[Tutor] close, but no cigar

Steven D'Aprano steve at pearwood.info
Tue Jul 23 16:46:38 CEST 2013


On 23/07/13 04:27, Jim Mooney wrote:
> Okay, I'm getting there, but this should be translating A umlaut to an old
> DOS box character, according to my ASCII table,


I understand what you mean, but I should point out that what you say is *literally impossible*, since neither Ä nor any box-drawing characters are part of ASCII. What you are saying is figuratively equivalent to this:

...should be translating Москва to モスクワ according to my Latin to French dictionary...

Even if the ancient Romans knew of the city of Moscow, they didn't write it in Cyrillic and you certainly can't get Japanese characters by translating it to French.

Remember that ASCII only has 128 characters, and *everything else* is non-ASCII, whether they are line-drawing characters, European accented letters, East Asian characters, emoticons, or ancient Egyptian. People who talk about "extended ASCII" are confused, and all you need to do to show up their confusion is to ask "which extended ASCII do you mean?" There are dozens.

For example, ordinal value 0xC4 (hex, = 196 in decimal) has the following meaning depending on the version of "extended ASCII" you use:

Ä LATIN CAPITAL LETTER A WITH DIAERESIS
  HEBREW POINT HIRIQ
Δ GREEK CAPITAL LETTER DELTA
ؤ ARABIC LETTER WAW WITH HAMZA ABOVE
─ BOX DRAWINGS LIGHT HORIZONTAL
ƒ LATIN SMALL LETTER F WITH HOOK


using encodings Latin1, CP1255, ISO-8859-7, ISO-8859-6, IBM866, and MacRoman, in that order. And there are many others.

So the question is, if you have a file name with byte 196 in it, which character is intended? In isolation, you cannot possibly tell. As an English speaker, I've used at least four of the above six, although only three in file names. With single-byte encodings, limited to a mere 256 characters (128 of which are already locked down to the ASCII charset[1]), you can't have all of the above except by using Unicode[2].

The old "code pages" technology is sheer chaos, and sadly we'll be living with it for years to come. But eventually, maybe in another 30 years or so, everyone will use Unicode all the time, except for specialist and legacy needs, and gradually we'll get past this nonsense of dozens of encodings and moji-bake and other crap.

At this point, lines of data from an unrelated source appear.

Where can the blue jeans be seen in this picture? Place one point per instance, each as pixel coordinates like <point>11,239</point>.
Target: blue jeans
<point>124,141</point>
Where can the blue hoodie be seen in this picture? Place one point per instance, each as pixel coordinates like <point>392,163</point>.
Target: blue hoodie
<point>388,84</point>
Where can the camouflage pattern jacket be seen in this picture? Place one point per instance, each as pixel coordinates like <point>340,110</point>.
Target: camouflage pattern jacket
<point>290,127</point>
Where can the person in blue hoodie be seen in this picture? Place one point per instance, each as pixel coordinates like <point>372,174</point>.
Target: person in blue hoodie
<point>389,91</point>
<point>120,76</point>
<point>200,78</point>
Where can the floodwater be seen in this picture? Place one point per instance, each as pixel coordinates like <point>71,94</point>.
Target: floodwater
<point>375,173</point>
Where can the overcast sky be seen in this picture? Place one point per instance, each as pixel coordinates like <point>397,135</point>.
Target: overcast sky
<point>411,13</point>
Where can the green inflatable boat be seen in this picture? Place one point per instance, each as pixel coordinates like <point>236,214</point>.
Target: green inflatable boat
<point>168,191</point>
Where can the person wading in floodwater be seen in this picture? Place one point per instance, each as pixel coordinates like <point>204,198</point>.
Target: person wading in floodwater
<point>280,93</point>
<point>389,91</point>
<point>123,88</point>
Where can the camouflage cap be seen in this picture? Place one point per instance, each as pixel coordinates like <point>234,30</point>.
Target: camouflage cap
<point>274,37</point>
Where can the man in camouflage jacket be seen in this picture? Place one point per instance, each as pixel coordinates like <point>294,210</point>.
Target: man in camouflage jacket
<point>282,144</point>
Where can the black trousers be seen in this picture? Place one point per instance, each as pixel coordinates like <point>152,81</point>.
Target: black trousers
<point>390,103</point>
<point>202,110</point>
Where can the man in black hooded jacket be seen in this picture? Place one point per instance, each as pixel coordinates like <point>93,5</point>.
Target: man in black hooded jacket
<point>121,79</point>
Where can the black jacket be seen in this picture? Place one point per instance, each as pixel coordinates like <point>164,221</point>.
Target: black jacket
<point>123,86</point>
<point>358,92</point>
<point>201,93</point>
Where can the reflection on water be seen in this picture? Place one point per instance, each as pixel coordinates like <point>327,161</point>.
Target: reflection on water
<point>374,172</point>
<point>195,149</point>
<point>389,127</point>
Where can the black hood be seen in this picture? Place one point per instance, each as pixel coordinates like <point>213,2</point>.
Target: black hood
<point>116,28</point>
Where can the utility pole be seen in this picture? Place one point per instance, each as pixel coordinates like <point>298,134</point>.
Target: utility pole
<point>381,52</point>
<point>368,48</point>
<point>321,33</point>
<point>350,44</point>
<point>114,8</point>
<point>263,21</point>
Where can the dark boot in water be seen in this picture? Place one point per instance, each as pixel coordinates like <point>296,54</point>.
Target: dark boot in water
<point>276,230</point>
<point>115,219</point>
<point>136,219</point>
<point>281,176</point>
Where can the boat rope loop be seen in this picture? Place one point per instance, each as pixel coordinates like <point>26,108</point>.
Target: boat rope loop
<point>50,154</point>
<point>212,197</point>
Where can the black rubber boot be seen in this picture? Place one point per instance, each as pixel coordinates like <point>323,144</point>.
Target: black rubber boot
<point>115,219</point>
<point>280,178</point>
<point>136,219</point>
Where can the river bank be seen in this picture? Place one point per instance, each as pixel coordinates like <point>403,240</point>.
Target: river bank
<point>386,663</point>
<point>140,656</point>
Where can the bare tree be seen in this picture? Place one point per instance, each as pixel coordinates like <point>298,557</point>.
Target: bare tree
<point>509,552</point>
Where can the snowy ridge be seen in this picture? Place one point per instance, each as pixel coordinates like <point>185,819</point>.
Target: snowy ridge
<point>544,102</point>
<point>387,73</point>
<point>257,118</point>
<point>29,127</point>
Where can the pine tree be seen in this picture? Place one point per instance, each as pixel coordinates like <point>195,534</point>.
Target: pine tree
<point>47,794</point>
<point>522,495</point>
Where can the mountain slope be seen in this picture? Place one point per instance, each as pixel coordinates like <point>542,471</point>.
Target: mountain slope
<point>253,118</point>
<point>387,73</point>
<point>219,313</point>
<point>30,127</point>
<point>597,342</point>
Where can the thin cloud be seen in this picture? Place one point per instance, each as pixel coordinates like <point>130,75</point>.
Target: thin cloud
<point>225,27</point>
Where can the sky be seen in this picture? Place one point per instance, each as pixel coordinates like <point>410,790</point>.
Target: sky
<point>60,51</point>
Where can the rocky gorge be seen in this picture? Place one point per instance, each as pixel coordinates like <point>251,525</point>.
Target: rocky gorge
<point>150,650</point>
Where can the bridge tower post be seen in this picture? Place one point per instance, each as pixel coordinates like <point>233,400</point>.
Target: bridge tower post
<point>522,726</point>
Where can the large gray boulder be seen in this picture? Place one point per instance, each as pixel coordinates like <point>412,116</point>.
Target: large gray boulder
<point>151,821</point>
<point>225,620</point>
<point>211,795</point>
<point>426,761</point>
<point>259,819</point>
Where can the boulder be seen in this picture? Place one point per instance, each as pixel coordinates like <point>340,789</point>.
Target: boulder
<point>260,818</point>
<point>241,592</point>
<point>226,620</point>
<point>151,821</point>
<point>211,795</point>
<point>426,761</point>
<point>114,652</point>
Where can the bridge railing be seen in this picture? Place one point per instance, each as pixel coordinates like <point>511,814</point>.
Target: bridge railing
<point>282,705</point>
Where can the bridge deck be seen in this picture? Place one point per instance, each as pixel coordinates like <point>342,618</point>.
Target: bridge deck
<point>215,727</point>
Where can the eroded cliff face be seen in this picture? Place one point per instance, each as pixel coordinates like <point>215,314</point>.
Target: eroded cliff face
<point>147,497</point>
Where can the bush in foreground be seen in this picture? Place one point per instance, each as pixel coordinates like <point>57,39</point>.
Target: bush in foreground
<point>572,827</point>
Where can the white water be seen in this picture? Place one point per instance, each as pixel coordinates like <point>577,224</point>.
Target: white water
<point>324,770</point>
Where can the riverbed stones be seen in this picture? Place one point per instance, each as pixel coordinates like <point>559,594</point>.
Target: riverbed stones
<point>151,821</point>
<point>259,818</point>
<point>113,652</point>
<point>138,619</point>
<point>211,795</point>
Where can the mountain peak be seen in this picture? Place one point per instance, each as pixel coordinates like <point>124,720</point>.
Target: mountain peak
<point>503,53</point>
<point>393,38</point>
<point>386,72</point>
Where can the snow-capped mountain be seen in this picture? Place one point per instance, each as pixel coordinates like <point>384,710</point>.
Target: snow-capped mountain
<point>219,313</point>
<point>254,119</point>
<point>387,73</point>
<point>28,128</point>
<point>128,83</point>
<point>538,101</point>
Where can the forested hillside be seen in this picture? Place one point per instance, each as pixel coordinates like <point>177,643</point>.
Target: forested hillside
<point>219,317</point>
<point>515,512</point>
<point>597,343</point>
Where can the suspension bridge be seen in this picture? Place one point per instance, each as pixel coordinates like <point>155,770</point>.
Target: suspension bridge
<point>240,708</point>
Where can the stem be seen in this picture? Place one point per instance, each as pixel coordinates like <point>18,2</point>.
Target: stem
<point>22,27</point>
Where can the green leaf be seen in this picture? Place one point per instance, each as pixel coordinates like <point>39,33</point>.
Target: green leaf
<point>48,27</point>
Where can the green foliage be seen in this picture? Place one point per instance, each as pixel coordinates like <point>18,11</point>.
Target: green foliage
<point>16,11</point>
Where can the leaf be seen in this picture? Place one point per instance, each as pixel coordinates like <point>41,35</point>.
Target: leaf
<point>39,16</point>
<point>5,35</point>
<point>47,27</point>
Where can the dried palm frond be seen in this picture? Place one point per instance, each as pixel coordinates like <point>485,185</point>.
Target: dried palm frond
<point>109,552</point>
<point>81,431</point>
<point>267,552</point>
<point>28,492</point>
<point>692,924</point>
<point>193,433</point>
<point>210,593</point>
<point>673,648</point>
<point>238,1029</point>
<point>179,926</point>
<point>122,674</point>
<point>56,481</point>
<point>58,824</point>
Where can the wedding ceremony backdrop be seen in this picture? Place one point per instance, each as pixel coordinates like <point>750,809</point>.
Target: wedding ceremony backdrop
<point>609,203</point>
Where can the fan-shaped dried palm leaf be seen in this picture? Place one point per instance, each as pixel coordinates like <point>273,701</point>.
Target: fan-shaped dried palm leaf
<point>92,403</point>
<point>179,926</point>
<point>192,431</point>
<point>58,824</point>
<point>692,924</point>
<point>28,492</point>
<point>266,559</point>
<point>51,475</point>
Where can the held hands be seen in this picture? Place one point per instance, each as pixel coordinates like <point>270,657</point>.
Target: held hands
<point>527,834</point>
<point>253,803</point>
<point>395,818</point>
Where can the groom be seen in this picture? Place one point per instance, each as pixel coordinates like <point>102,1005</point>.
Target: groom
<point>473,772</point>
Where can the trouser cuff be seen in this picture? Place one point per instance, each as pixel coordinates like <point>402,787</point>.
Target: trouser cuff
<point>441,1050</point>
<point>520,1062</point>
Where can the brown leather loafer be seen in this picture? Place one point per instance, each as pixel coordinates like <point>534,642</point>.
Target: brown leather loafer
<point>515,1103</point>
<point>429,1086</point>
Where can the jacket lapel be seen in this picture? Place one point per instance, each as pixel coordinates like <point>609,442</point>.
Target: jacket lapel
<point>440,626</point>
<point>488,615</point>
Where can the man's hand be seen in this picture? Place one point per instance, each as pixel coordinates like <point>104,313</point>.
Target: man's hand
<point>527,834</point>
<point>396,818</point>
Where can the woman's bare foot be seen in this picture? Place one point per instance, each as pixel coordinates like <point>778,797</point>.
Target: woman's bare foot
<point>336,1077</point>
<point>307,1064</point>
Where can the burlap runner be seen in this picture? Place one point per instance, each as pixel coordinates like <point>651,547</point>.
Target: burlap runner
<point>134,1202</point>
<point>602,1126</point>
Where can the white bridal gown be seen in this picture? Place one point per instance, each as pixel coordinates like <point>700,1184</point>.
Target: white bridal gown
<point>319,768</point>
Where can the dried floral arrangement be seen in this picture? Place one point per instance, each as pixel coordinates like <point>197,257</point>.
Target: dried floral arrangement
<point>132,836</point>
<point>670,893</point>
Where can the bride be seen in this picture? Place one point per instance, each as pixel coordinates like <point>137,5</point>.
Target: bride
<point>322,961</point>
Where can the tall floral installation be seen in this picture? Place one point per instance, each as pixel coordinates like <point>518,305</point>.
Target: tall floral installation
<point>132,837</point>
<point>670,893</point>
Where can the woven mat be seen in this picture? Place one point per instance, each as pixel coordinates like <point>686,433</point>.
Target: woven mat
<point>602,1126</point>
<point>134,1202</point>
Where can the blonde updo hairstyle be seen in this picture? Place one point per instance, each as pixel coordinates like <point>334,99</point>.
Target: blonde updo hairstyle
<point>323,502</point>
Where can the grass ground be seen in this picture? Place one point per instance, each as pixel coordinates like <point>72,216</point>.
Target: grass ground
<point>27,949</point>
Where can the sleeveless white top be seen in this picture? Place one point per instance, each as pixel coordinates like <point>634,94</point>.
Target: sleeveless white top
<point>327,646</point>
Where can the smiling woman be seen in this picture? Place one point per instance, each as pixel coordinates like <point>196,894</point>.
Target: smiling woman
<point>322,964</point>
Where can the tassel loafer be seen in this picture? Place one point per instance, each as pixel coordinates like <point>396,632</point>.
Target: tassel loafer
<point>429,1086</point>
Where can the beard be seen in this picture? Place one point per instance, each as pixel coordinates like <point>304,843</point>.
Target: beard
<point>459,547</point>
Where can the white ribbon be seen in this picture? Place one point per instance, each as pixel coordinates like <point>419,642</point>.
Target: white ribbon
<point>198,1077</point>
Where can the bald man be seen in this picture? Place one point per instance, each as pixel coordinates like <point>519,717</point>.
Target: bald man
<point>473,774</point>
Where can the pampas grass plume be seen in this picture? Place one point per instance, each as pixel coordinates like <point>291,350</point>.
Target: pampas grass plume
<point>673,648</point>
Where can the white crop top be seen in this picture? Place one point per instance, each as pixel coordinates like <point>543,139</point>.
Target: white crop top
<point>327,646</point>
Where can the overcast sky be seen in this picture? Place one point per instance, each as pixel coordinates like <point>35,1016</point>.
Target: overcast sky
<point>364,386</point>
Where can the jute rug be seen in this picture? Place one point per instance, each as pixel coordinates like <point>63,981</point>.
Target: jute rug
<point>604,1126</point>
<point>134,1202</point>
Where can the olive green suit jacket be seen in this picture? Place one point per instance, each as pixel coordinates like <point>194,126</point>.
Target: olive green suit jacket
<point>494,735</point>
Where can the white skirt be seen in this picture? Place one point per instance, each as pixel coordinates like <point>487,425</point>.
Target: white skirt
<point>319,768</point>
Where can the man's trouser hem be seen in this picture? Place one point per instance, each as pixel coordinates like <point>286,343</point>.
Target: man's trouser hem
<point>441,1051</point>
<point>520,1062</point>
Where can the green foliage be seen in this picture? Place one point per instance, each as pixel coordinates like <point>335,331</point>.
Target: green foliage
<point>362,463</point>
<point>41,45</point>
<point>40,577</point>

[1] Not all encodings are ASCII-compatible, but most of them are.

[2] Or something like it. In Japan, there is a proprietary charset called TRON which includes even more characters than Unicode. Both TRON and Unicode aim to include every human character which has ever been used, but they disagree as to what counts as distinct characters. In a nutshell, there are some tens of thousands or so characters which are written the same way in Chinese, Japanese and Korean, but used differently. Unicode's policy is that you can tell from context which is meant, and gives them a single code-point each, while TRON gives them three code-points. This is not quite as silly as saying that an English E, a German E and a French E should be considered three distinct characters, but (in my opinion) not far off it.